The monotonous song intensified. Golden eyes shone in the torchlight. A pressure wave rolled across the surface of the basin and wet the bottom steps. As the water ran back down, the sea parted. A broad-mouthed head broke the surface, its eyes as big as dinner plates, though these were not gold but resembled silver-rimmed onyx.
The sea beast’s tail thrashed, driving its head and forefins clear of the water and up onto the harbor steps. The crowd’s moaning song grew stronger still, the carried thought more imperative. The tail went deep, scraping the floor of the basin, the sinuous body hunched and straightened, and, as water ran from its dark, striated skin back into the sea, the summoned creature forced itself higher up the stairs, until its head touched the plaza’s tiles.
Silence fell. The women took the children to join the old people, while the men descended the steps to stand on either side of the sea beast. The sky above the town was black, the stars like chips of bone. The harpist plucked another string. In one motion, the men drew their curved knives, then waited for the final note.
Fred Mather awoke to find himself in near-total darkness at the top of the steps above the dry harbor. The stars and the two small moons gave just enough light to show the bone town as a pale fog seen from the corners of his eyes, but when he looked straight ahead, he could see almost nothing. The sky was as black as it had been in the vision, but, near the horizon, he could see the small green orb that was Earth. He did not know how long he had been standing at the top of the steps, but it had been long enough for the wind off the dead seabed to chill him. Shivering, he rubbed the pebbled skin of his bare forearms.
He had to make notes. He felt his way back to the amphitheater and to the seat where he had left the satchel. His notepad was not there, but the flashlight was. By its hard beam, he found the spiral-bound book outside. It lay on the tiled surface of the plaza, covering the eye of the sea-creature mosaic. He went and retrieved it, found the pen a few feet away.
But when he sat on a doorstep to write by the flashlight’s glow, the making of ink marks on paper struck him as faintly ridiculous. The straight and curved blue lines would not always resolve themselves into words; they kept turning into mere chicken-scratchings, as if his ability to read was waxing and waning.
His mind kept going back to the vision of the festival: the death of the sea beast, the solemn taking of its flesh and the wrapping of the dripping pieces in squares of cloth the women had brought with them, the people walking home, leaving the creature’s bones to be cared for by those who had earned that honor.
And something else. He did not know how he knew it, but he was aware that this Touching had been the last, that there were no more beasts left to call. He struggled to put that knowledge into words, then transpose the words into letters of blue ink scratched onto paper. But he kept losing the knack.

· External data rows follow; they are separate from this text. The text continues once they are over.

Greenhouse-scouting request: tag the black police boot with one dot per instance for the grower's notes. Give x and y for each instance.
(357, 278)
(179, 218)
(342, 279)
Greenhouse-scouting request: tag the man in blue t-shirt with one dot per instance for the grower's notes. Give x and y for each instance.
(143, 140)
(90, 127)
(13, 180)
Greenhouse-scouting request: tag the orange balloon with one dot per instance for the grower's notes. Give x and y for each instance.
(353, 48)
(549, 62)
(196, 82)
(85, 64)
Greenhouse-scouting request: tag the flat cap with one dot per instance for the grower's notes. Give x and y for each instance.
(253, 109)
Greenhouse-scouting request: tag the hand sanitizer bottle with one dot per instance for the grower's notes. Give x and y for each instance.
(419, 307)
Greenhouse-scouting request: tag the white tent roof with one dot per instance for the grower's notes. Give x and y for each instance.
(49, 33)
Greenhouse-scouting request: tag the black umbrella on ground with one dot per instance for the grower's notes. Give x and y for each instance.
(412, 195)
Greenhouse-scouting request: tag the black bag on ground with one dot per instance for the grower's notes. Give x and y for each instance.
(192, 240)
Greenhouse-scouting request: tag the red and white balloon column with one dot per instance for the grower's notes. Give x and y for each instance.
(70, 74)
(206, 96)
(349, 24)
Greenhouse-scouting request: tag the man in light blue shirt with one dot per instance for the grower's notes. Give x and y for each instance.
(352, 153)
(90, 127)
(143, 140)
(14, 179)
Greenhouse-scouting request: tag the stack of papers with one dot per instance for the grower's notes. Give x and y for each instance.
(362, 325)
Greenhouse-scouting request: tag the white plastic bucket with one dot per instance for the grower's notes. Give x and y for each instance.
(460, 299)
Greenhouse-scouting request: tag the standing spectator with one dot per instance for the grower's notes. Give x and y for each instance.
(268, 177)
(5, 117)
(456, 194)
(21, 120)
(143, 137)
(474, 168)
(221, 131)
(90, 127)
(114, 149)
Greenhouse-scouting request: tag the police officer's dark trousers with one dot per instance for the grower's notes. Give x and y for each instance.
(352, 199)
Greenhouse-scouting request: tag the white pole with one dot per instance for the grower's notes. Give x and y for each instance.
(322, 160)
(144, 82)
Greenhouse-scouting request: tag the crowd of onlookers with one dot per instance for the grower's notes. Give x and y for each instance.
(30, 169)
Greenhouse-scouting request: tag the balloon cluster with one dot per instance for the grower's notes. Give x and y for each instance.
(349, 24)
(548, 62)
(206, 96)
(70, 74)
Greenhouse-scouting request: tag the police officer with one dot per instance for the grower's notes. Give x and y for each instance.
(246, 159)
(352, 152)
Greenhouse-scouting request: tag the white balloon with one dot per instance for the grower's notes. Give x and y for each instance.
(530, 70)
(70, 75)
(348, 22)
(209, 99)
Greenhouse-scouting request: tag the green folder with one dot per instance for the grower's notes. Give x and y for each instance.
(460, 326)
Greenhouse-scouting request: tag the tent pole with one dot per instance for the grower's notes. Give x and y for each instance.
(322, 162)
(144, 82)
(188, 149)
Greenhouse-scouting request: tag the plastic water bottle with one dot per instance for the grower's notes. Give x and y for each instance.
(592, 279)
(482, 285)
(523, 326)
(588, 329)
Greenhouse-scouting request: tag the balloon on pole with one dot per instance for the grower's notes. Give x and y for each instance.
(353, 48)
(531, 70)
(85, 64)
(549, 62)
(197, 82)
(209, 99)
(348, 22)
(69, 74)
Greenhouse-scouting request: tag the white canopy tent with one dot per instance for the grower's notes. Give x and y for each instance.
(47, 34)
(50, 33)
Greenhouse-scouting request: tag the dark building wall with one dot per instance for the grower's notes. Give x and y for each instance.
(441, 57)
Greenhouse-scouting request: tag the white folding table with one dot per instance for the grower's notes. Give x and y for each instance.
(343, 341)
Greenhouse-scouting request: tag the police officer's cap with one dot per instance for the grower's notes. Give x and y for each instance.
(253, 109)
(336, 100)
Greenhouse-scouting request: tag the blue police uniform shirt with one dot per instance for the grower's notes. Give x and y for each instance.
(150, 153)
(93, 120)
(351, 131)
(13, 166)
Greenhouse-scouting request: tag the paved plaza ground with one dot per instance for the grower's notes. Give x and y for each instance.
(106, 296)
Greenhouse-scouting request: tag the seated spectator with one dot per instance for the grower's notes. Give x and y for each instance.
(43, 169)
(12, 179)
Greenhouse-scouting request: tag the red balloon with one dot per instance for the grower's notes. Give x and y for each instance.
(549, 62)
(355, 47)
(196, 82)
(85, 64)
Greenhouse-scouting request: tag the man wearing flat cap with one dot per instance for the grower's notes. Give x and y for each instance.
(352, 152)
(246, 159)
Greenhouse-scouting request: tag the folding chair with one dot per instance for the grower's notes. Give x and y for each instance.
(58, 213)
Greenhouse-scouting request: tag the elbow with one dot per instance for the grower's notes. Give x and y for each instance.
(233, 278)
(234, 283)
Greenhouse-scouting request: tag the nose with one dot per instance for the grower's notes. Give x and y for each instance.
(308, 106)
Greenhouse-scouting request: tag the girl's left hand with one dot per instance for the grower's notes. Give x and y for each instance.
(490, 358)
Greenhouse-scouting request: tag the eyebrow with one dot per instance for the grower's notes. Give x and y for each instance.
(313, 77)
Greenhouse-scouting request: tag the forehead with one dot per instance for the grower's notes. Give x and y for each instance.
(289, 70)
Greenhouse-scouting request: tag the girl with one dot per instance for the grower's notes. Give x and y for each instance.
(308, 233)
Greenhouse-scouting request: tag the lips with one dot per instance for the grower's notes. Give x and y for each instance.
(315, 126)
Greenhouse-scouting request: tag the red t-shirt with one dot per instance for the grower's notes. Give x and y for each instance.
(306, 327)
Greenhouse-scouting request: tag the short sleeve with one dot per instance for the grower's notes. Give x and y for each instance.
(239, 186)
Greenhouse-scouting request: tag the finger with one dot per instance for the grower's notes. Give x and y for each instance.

Finally, he abandoned the effort and lit his way back into the amphitheater. Some instinct told him to sit in another part of the great room, facing another side of the cube. He stared into its matrix of incised lines and instantly felt himself falling into …
They were four, all friends from boyhood, now grown to maturity. They had trained hard, challenging one another, encouraging one another, daring one another. And it had paid off: They had been victorious in the annual games and had thus won the honor of being the first hunting party into the blue hills above the bone town.
They ran now in single file along a trail they had known as children, when they had played at what they now did in earnest. They knew every curve and fold of the land, the ridges, shoulders, and valleys, and they knew as well that there was a certain place where the birds sheltered through the day, emerging at dusk to light up the night sky with their scintillating streaks and fire-trails, sparks falling like red snow.
It was a tall and narrow cave mouth, where the ground had parted a million years ago. But such was the lay of the land that the crevice was almost invisible unless viewed from a precise angle. The four men knew that angle, knew the chamber that widened behind the slit of the opening. In there, the birds would be sleeping, huddled together on the ground like a pool of banked embers, rustling and breathing together.
The four hunters crept to the mouth of the cleft, wire nets ready. Still in single file, they scraped backs and chests against the rough rock—it had been easier when they were boys—and eased into the cavern. Silently, breath abated, they ranged themselves around the sleeping quarry. Then, at a signal from the eldest, they cast their nets in a prearranged sequence.